El trabajo comenzó en cuanto todos estuvieron en sus puestos. Dentro del quirófano, Elena inició la transfusión. Cada gota contaba. El más mínimo error de cálculo —demasiado o muy poco— podía suponer un peligro tanto para el paciente como para el donante.
Vigilante, Elena mantuvo la vista fija en el flujo. Cuando llegó el momento crucial, retiró la aguja del brazo de Tinsley con manos expertas.
Las horas transcurrieron mientras el equipo trabajaba en silencio.
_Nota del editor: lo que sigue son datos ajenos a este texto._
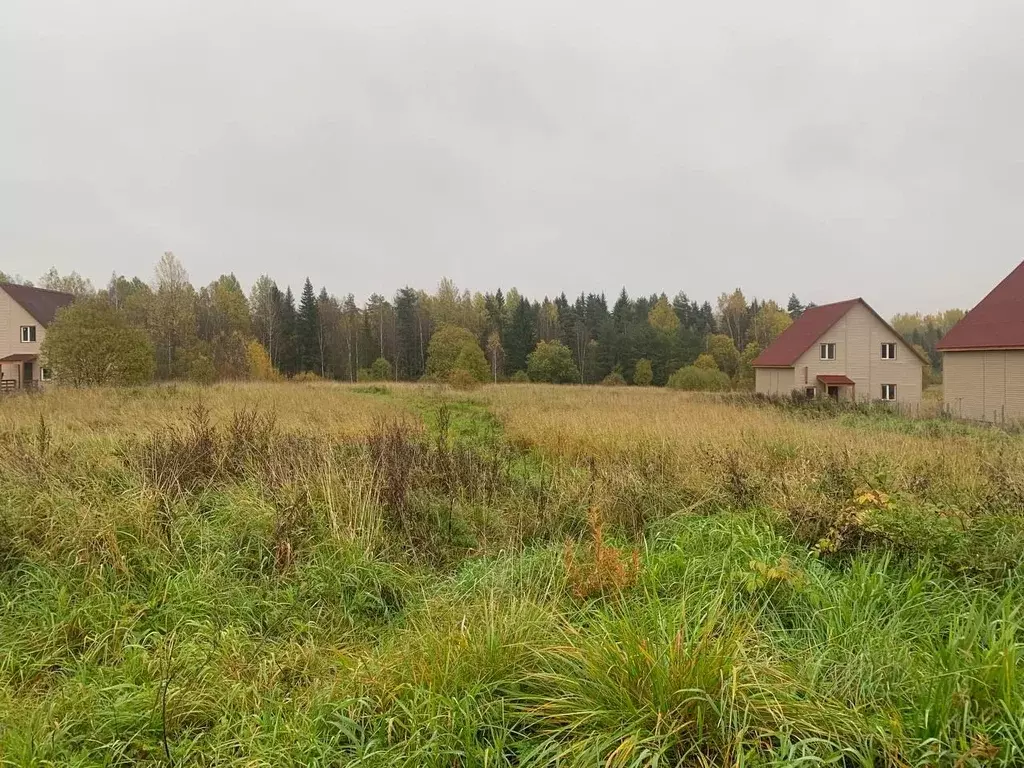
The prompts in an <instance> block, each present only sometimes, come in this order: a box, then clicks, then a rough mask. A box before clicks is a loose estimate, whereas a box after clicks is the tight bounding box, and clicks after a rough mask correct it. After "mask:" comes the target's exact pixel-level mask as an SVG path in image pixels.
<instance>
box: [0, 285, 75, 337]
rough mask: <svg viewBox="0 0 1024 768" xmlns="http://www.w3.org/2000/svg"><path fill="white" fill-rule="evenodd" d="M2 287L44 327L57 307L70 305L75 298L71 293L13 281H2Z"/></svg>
mask: <svg viewBox="0 0 1024 768" xmlns="http://www.w3.org/2000/svg"><path fill="white" fill-rule="evenodd" d="M0 289H3V290H4V292H5V293H6V294H7V295H8V296H10V297H11V298H12V299H14V301H16V302H17V303H18V304H20V305H22V307H23V308H24V309H25V311H27V312H28V313H29V314H31V315H32V316H33V317H35V318H36V321H37V322H38V323H39V325H41V326H43V327H44V328H45V327H46V326H48V325H50V323H51V322H52V321H53V315H55V314H56V313H57V309H60V308H61V307H66V306H68V305H69V304H70V303H71V302H73V301H74V300H75V297H74V296H72V295H71V294H70V293H60V292H59V291H46V290H44V289H42V288H29V287H28V286H15V285H13V284H11V283H0Z"/></svg>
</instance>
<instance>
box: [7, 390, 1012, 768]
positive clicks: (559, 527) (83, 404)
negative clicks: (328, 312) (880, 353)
mask: <svg viewBox="0 0 1024 768" xmlns="http://www.w3.org/2000/svg"><path fill="white" fill-rule="evenodd" d="M0 437H2V444H3V446H4V447H3V457H2V461H0V764H3V765H11V766H141V765H146V766H151V765H152V766H158V765H159V766H163V765H167V766H171V765H176V766H247V767H249V766H274V767H279V766H306V765H316V766H588V767H596V766H676V765H681V766H721V765H728V766H783V765H785V766H798V765H800V766H811V765H840V766H950V768H959V767H962V766H964V767H966V766H974V765H1007V766H1009V765H1020V764H1022V763H1024V662H1022V654H1024V648H1022V640H1024V637H1022V615H1021V611H1022V605H1024V600H1022V598H1024V577H1022V573H1021V569H1020V562H1021V557H1022V554H1024V440H1022V438H1021V437H1020V436H1018V435H1013V434H1008V433H1005V432H1001V431H996V430H988V429H981V428H975V427H970V426H966V425H962V424H957V423H955V422H948V421H910V420H904V419H901V418H897V417H888V416H886V415H885V414H862V413H850V414H822V413H801V412H799V411H790V410H783V409H780V408H778V407H775V406H772V404H764V403H762V404H757V403H754V402H745V401H739V400H735V401H733V400H730V399H729V398H719V399H712V398H710V397H707V396H705V397H701V396H697V395H687V394H684V393H680V392H673V391H668V390H663V389H657V390H652V389H644V388H594V387H588V388H583V387H545V386H535V385H518V386H517V385H504V386H495V387H484V388H481V389H477V390H474V391H470V392H455V391H452V390H447V389H442V388H435V387H427V386H417V385H386V386H385V385H375V386H361V387H360V386H347V385H337V384H323V383H306V384H294V383H287V384H286V383H282V384H263V385H260V384H250V385H228V384H223V385H217V386H213V387H209V388H193V387H180V386H178V387H175V386H159V387H150V388H141V389H124V390H79V391H75V390H68V389H66V390H56V391H52V392H49V393H46V394H43V395H36V396H28V397H17V396H9V397H4V398H0Z"/></svg>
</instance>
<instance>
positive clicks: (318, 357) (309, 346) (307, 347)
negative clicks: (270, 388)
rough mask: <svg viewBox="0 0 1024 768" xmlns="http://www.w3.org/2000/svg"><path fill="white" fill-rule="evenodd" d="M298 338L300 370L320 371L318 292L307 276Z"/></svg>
mask: <svg viewBox="0 0 1024 768" xmlns="http://www.w3.org/2000/svg"><path fill="white" fill-rule="evenodd" d="M295 332H296V340H297V343H298V353H299V370H300V371H312V372H314V373H317V374H318V373H319V370H321V366H319V312H318V308H317V306H316V294H315V293H313V284H312V283H310V282H309V278H306V283H305V285H304V286H303V287H302V299H301V301H300V302H299V314H298V317H297V319H296V329H295Z"/></svg>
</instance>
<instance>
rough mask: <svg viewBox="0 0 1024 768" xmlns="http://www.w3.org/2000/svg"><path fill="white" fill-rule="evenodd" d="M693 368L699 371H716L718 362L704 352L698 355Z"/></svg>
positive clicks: (717, 365) (713, 358)
mask: <svg viewBox="0 0 1024 768" xmlns="http://www.w3.org/2000/svg"><path fill="white" fill-rule="evenodd" d="M693 368H699V369H700V370H701V371H718V370H719V367H718V362H716V361H715V358H714V357H712V356H711V355H710V354H708V353H707V352H705V353H703V354H701V355H699V356H698V357H697V359H696V361H695V362H694V364H693Z"/></svg>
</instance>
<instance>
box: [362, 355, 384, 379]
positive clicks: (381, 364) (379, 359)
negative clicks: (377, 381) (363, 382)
mask: <svg viewBox="0 0 1024 768" xmlns="http://www.w3.org/2000/svg"><path fill="white" fill-rule="evenodd" d="M355 380H356V381H391V364H390V362H388V361H387V360H386V359H385V358H384V357H378V358H377V359H376V360H374V364H373V365H372V366H371V367H370V368H360V369H359V370H358V371H357V372H356V374H355Z"/></svg>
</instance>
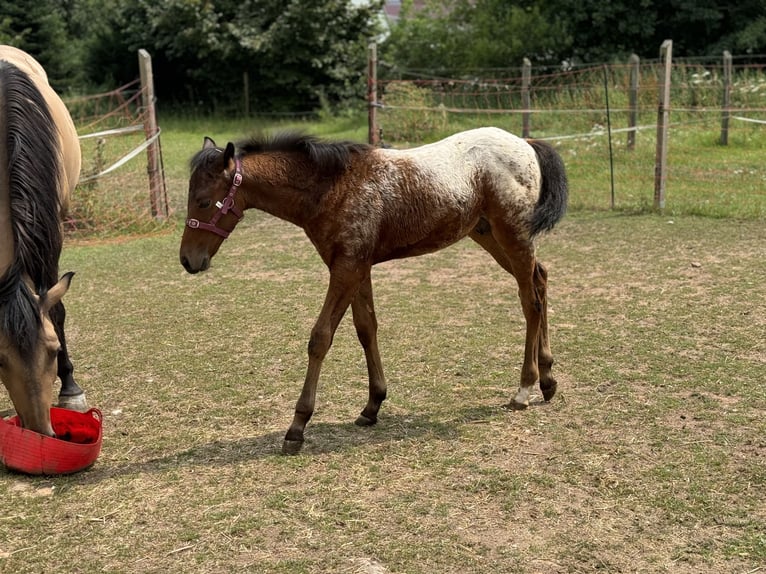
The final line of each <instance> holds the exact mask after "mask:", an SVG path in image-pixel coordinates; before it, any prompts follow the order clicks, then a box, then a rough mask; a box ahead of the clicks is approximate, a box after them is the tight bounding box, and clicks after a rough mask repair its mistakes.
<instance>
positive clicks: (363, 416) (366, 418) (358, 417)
mask: <svg viewBox="0 0 766 574" xmlns="http://www.w3.org/2000/svg"><path fill="white" fill-rule="evenodd" d="M376 422H378V418H377V417H375V418H373V419H371V418H370V417H367V416H365V415H359V416H358V417H357V418H356V420H355V421H354V424H355V425H356V426H358V427H371V426H372V425H374V424H375V423H376Z"/></svg>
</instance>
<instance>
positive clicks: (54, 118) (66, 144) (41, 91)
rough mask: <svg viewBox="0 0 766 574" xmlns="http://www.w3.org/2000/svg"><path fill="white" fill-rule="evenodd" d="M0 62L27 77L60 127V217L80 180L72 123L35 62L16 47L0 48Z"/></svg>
mask: <svg viewBox="0 0 766 574" xmlns="http://www.w3.org/2000/svg"><path fill="white" fill-rule="evenodd" d="M0 60H4V61H6V62H10V63H11V64H14V65H15V66H16V67H17V68H19V69H20V70H22V71H23V72H26V73H27V75H29V77H30V78H31V79H32V81H33V82H34V83H35V85H36V86H37V89H38V90H40V93H41V94H42V95H43V97H44V98H45V101H46V102H47V103H48V107H49V108H50V111H51V115H52V116H53V119H54V122H55V123H56V125H57V126H58V128H59V143H60V146H59V149H60V150H61V153H62V155H63V157H62V162H61V168H62V169H61V184H62V185H61V189H60V190H59V194H60V199H61V209H62V213H61V216H62V217H63V216H64V215H65V214H66V212H67V209H68V208H69V198H70V196H71V194H72V191H74V188H75V186H76V185H77V181H78V180H79V178H80V167H81V161H82V160H81V156H80V140H79V139H78V138H77V130H76V129H75V127H74V122H73V121H72V118H71V116H70V115H69V110H67V108H66V106H65V105H64V102H62V101H61V98H59V96H58V94H56V92H54V91H53V88H51V87H50V85H49V84H48V75H47V74H46V73H45V70H43V67H42V66H41V65H40V63H39V62H38V61H37V60H35V59H34V58H33V57H32V56H30V55H29V54H27V53H26V52H23V51H21V50H19V49H18V48H14V47H13V46H4V45H0Z"/></svg>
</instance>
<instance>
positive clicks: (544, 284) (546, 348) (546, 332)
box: [534, 261, 558, 401]
mask: <svg viewBox="0 0 766 574" xmlns="http://www.w3.org/2000/svg"><path fill="white" fill-rule="evenodd" d="M534 282H535V291H537V297H538V299H539V300H540V306H541V308H542V311H541V317H540V344H539V346H538V349H537V365H538V367H539V368H540V390H541V391H542V393H543V399H545V400H546V401H549V400H551V399H552V398H553V396H554V395H555V394H556V385H557V384H558V383H557V382H556V379H554V378H553V375H551V368H552V367H553V353H552V352H551V344H550V340H549V339H548V294H547V292H548V272H547V271H546V269H545V267H544V266H543V264H542V263H540V262H539V261H538V262H537V263H536V264H535V275H534Z"/></svg>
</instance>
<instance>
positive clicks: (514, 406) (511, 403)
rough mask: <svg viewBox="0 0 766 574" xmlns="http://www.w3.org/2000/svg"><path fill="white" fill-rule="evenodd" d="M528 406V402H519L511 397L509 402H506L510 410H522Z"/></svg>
mask: <svg viewBox="0 0 766 574" xmlns="http://www.w3.org/2000/svg"><path fill="white" fill-rule="evenodd" d="M527 407H529V403H528V402H526V403H520V402H518V401H517V400H516V399H513V400H512V401H511V402H510V403H508V408H509V409H510V410H512V411H523V410H524V409H526V408H527Z"/></svg>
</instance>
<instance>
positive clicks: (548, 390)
mask: <svg viewBox="0 0 766 574" xmlns="http://www.w3.org/2000/svg"><path fill="white" fill-rule="evenodd" d="M557 384H558V383H556V381H555V379H548V380H547V381H546V382H542V383H540V391H542V393H543V400H544V401H545V402H546V403H547V402H548V401H550V400H551V399H552V398H553V397H554V396H555V395H556V386H557Z"/></svg>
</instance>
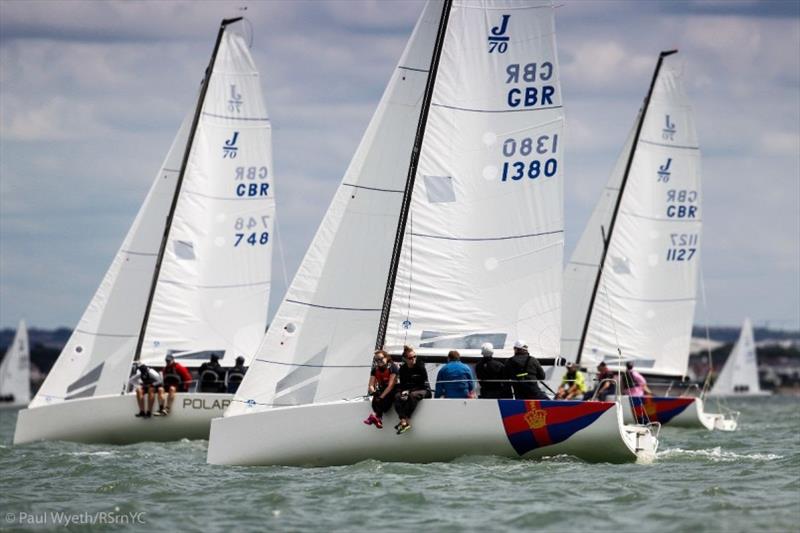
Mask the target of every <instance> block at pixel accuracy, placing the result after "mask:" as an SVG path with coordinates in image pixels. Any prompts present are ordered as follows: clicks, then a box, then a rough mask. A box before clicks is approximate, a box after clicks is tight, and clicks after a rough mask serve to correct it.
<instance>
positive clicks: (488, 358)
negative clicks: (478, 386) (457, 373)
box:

Al final, Tinsley quedó pálido, pero por lo demás ileso. El Rey, sin embargo, seguía sin dar señales de despertar.
Al notar la quietud del Rey, Dewayne intervino: «Sanador, dijiste que la transfusión lo despertaría. ¿Por qué no ha habido ningún cambio?»
Una mirada tranquila e inquebrantable respondió a su desafío. "¿Por qué no mencionaste que le habían hecho un trasplante de corazón?", preguntó Elena.
La compostura de Dewayne flaqueó por un instante. "Supuse que ya lo sabías", respondió rápidamente.
Elena soltó una mueca burlona, con la paciencia agotándose. Dewayne apartó la mirada, incómodo ante la penetrante claridad de su mirada.
Antes, a medida que avanzaba la transfusión, un rechazo inesperado había sacudido el cuerpo del Rey. Solo la rápida acción de Elena había evitado la tragedia.
La ansiedad de Tinsley se desbordó. "Sanador, ¿le pasa algo? El corazón de mi padre fue trasplantado por los mejores especialistas del Hospital Gleyross".
Elena respondió: "La transfusión en sí salió bien, pero no puedo garantizar cuánto durará su nuevo corazón".
La preocupación se acentuó en el rostro de Tinsley. "¿Estás diciendo que el corazón de mi padre podría no ser tan fuerte como esperábamos?"
A Dewayne se le hizo un nudo en la garganta al observar a Elena, con la preocupación reflejada en su rostro. ¿Había descubierto algo?
Elena entrecerró la mirada y preguntó: "Dime, ¿de dónde exactamente salió el nuevo corazón de Su Majestad?"
Los trasplantes de corazón requerían una compatibilidad excepcional, mucho más difícil que otros órganos. Aunque el nuevo corazón del Rey parecía fuerte por fuera, Elena ya presentía que algo andaba peligrosamente mal bajo la superficie.
La mirada de Dewayne se precipitó, y su respuesta llegó con una evasiva ensayada. "Proviene del registro de donantes de órganos, por supuesto. Un donante perfectamente compatible apareció en el momento justo, así que usamos ese corazón".